Within a day of Cyclone Waka's passage in Tonga, the Government of New Zealand deployed an aircraft to survey the scale of damage and reestablish contact with the Tongan Islands. This aircraft was sent in accordance with the FRANZ Agreement, enacted in 1992, which states that assets from one country would be used in relief operations. On January 2, the head of Tonga's Disaster Office announced that they would likely need international assistance to recover from the storm. Due to the substantial damage to agriculture, food shortages were expected to impact the region over the following months. By January 7, the Red Cross began sending supplies to Tonga. Hundreds of tents and tarpaulins were brought in by an Australian AC-130 to help with the recovery process. On January 12, a New Zealand Lockheed C-130 Hercules carrying US$700,000 worth of supplies flew to the area to deliver aid. An additional US$700,000 was given in relief funds to repair damage wrought by the storm. Of this, US$500,000 would be used to repair schools that were damaged or destroyed and the remaining US$200,000 would be used for emergency lighting, cooking and food supply recovery.

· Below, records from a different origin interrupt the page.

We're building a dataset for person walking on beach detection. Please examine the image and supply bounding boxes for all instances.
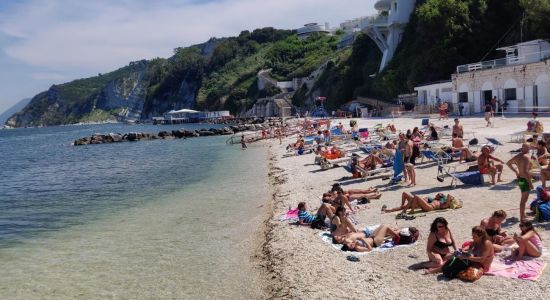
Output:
[485,103,493,127]
[241,135,248,150]
[506,143,533,222]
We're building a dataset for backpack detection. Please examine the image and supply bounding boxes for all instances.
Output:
[443,256,468,279]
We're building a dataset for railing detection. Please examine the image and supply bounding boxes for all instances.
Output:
[456,50,550,74]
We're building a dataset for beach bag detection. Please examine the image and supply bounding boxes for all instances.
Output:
[535,202,550,222]
[450,197,462,209]
[458,267,483,282]
[310,215,325,229]
[393,227,420,245]
[412,143,420,158]
[442,256,468,279]
[537,186,550,202]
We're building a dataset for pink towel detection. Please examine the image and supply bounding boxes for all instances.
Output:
[486,258,546,281]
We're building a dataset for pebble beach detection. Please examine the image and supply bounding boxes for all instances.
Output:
[261,117,550,299]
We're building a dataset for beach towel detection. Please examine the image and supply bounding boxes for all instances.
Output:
[453,171,483,185]
[319,225,416,256]
[279,208,298,221]
[485,257,546,281]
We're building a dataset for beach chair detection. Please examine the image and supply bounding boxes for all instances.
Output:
[437,159,485,188]
[420,149,452,165]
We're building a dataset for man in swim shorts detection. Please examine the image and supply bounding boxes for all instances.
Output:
[477,146,504,184]
[506,143,533,222]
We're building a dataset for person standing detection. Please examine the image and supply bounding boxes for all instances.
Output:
[485,103,493,127]
[506,143,533,222]
[491,96,498,117]
[405,134,416,186]
[241,135,248,150]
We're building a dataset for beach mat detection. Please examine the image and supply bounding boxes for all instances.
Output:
[319,225,417,256]
[278,208,298,221]
[485,257,546,281]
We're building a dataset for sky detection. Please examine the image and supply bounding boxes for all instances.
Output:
[0,0,376,113]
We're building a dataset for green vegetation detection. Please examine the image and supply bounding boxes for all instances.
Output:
[308,0,550,107]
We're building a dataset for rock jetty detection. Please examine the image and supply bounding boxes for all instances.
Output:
[73,124,264,146]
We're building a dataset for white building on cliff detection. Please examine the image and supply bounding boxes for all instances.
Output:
[452,40,550,114]
[340,0,416,71]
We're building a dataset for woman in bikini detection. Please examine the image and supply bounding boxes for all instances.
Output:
[425,226,495,274]
[330,206,357,238]
[477,146,504,184]
[330,183,382,201]
[334,225,400,252]
[479,210,514,252]
[382,192,454,214]
[514,221,543,260]
[420,217,458,271]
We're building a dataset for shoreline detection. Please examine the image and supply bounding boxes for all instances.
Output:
[261,117,550,299]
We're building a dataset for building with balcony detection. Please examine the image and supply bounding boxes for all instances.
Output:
[452,40,550,114]
[340,0,416,71]
[297,23,330,39]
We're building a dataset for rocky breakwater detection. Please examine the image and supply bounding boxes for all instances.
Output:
[73,126,237,146]
[73,124,268,146]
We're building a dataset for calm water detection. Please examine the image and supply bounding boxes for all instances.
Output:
[0,125,268,299]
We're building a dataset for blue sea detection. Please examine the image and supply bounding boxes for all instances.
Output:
[0,124,269,299]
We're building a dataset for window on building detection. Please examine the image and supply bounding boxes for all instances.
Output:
[458,92,468,103]
[504,89,517,100]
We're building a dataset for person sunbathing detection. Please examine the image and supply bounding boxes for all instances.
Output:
[298,202,334,226]
[382,192,454,214]
[514,221,543,260]
[420,217,458,271]
[330,206,357,238]
[357,151,384,170]
[477,146,504,184]
[331,183,382,201]
[321,191,354,212]
[334,225,400,252]
[479,210,514,252]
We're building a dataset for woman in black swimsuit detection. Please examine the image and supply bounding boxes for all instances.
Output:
[479,210,514,252]
[423,217,458,270]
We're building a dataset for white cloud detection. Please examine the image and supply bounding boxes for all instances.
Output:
[0,0,374,73]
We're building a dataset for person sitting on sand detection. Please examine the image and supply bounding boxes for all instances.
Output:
[382,192,454,214]
[513,221,543,260]
[536,141,548,167]
[451,133,477,162]
[330,206,357,237]
[425,226,495,274]
[479,210,514,252]
[298,202,334,225]
[321,191,354,211]
[331,183,382,201]
[477,146,504,184]
[334,225,412,252]
[420,217,458,270]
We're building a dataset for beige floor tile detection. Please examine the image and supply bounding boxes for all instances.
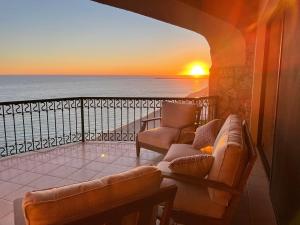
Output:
[0,168,25,181]
[0,199,13,218]
[10,172,42,185]
[3,186,35,202]
[0,181,22,198]
[0,212,15,225]
[48,166,78,178]
[68,169,97,181]
[84,161,110,172]
[29,175,62,189]
[31,163,59,174]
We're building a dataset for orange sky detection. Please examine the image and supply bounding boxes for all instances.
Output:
[0,0,211,75]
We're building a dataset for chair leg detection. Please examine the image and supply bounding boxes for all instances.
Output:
[135,140,141,157]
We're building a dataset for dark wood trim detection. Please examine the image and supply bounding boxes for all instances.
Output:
[257,13,284,181]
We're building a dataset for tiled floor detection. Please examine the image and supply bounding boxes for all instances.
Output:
[0,142,276,225]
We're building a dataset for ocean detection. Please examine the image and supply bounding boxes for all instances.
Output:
[0,76,207,158]
[0,76,207,102]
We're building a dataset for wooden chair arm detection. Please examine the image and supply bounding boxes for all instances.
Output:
[162,172,241,195]
[139,117,161,132]
[176,123,196,143]
[142,117,161,123]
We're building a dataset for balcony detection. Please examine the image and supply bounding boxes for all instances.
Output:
[0,97,276,225]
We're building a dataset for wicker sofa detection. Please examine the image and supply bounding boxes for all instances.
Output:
[158,115,256,225]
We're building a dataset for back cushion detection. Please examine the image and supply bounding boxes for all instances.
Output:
[23,166,161,225]
[161,101,197,128]
[208,115,248,206]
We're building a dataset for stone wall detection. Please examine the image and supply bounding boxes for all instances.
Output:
[209,40,254,122]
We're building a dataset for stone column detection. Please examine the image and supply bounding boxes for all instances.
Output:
[209,38,254,122]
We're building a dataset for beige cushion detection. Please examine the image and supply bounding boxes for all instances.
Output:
[162,179,226,218]
[138,127,179,150]
[161,101,197,128]
[208,115,248,206]
[23,166,161,225]
[200,146,214,155]
[169,154,214,178]
[193,119,222,149]
[163,144,201,162]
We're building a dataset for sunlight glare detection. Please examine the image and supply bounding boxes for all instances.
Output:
[181,62,209,78]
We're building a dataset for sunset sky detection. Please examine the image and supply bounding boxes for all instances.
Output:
[0,0,210,75]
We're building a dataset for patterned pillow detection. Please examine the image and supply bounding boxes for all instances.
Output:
[200,145,214,155]
[169,154,214,178]
[193,119,222,149]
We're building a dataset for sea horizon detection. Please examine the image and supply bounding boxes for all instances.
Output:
[0,75,208,102]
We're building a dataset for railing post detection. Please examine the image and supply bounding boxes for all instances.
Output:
[80,98,85,142]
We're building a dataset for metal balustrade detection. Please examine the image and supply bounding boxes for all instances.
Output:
[0,97,217,157]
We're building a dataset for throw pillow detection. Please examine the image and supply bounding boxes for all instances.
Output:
[193,119,222,149]
[169,154,214,178]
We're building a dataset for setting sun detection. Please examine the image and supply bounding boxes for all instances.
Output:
[181,62,209,77]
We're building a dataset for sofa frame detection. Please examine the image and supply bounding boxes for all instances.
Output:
[14,185,177,225]
[163,121,257,225]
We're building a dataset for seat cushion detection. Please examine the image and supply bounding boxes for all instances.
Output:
[161,101,197,128]
[23,166,161,225]
[169,154,214,178]
[193,119,222,149]
[162,178,226,219]
[138,127,179,150]
[163,144,201,162]
[208,115,248,206]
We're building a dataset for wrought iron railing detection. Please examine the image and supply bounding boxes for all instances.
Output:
[0,97,216,157]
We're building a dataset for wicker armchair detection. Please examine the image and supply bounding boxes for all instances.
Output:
[136,101,201,157]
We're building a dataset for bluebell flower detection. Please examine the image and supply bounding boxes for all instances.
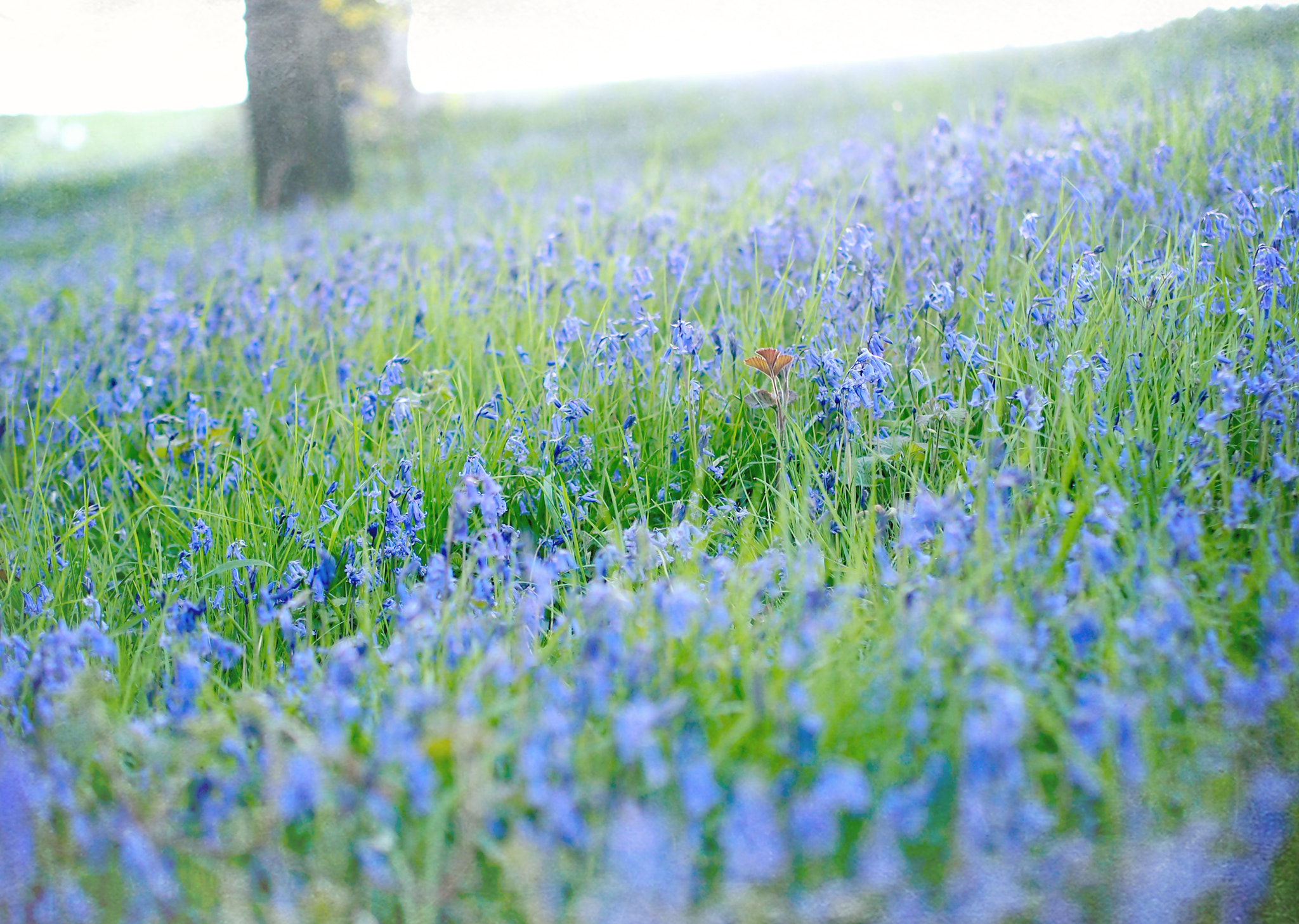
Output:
[717,776,790,883]
[190,520,212,552]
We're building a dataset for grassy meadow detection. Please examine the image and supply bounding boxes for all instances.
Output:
[0,6,1299,924]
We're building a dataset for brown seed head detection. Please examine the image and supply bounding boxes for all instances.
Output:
[745,347,793,378]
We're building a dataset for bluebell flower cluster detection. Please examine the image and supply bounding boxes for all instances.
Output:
[0,29,1299,921]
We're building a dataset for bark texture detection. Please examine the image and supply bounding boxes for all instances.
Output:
[244,0,352,209]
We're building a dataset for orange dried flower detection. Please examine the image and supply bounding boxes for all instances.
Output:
[745,347,793,379]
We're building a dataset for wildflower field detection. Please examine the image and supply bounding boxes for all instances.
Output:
[0,10,1299,924]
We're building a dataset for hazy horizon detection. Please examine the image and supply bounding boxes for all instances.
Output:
[0,0,1278,115]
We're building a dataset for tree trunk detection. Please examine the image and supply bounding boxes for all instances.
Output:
[244,0,352,209]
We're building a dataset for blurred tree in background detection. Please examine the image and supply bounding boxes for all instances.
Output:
[244,0,415,209]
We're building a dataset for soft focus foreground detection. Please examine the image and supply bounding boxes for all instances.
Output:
[0,11,1299,923]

Further funds came from the United States Agency for International Development, which offered US$25,000 by mid-January. The French Polynesian assembly in Tahiti also provided US$770,000 worth of relief supplies and aid. The main industry of Tonga, tourism, was devastated by the storm as no tourists were allowed to travel to the region for at least two weeks after Waka's passage. The Government of Tonga requested a total of US$39.2 million in international aid, most of which was dedicated to rehabilitation of infrastructure. Medical supplies and personnel were later deployed by the World Health Organization. In early March, a relief fund based on donations was set up by the United Methodist Committee on Relief to provide US$210,000 for 30 families impacted by the storm. About 180 people were given assistance in rebuilding their homes by the Church World Service later that month. As food shortages became severe in April, emergency supplies were sent to the outlying Niuas islands of Tonga. In May, US$5.85 million was approved for emergency funds by the World Bank to assist in infrastructural rehabilitation.

Vava'u suffered a tremendous decrease in agricultural exports due to Waka, dropping 86.5% from the previous year. Despite substantial agricultural losses, the sector ended up expanding roughly 2% by the end of 2002 and the overall economy grew by 2.9%. Owing to the severity of damage wrought by the cyclone, the World Meteorological Organization retired the name Waka following its using.